Which types of ETFs they offer as well as the costs associated with those strategies are the biggest underlying factors determining a provider’s overall tracking performance, the report said.

Still, in 2011, the leading exception, as noted, was ALPS, which averaged a tracking error of 216 basis points across its five ETFs surveyed, the report said. Just a year earlier, the company’s ETFs averaged a tracking error of under 1 percent.

Other companies such as Pimco and U.S. Commodity Funds also ended the year with slightly higher tracking error averages than they did in 2010.

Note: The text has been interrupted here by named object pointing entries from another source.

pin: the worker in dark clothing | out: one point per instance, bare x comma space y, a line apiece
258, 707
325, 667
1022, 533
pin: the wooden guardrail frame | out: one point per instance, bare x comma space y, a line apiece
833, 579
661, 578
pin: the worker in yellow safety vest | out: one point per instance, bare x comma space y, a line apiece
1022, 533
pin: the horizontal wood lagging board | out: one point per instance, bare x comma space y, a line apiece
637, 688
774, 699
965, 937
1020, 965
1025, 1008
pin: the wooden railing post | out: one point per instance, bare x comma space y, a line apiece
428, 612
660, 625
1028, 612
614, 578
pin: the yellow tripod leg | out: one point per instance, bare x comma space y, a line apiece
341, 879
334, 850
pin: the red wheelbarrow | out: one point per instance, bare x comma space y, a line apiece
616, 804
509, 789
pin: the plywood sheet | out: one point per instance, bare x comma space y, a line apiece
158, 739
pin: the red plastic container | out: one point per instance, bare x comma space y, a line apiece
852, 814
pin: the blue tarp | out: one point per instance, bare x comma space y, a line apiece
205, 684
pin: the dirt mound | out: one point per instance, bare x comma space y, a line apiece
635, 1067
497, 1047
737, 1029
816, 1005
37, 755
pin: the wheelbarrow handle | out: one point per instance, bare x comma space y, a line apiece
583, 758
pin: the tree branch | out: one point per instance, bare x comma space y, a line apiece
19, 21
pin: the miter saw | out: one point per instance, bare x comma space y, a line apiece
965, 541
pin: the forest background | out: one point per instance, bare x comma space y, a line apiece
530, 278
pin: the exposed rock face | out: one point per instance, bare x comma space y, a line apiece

But companies like Emerging Global Shares narrowed the performance gap last year, ending 2011 with an average absolute tracking error of 77 basis points, compared with a 221-basis-point average a year earlier. EGShares is behind 19 ETFs.

Some of the largest players in the ETF industry, such as BlackRock and State Street Global Advisors, also showed consistently improving tracking performance.

BlackRock, parent of the world’s largest ETF provider iShares, averaged 40 basis points in tracking error last year, down from 49 basis points a year earlier and 85 basis points in 2009. The company has more than 250 ETFs on the market.

SSgA meanwhile ended the year with an average tracking error of 46 basis points across its 85-plus ETF platform—significantly lower than its 142-basis-point average just two years ago.

Vanguard, the quickly growing low-cost ETF provider behind more than 60 ETFs, came in with an average tracking error of 17 basis points, unchanged from 2010, but a significant improvement from its average of 83 basis points in 2009.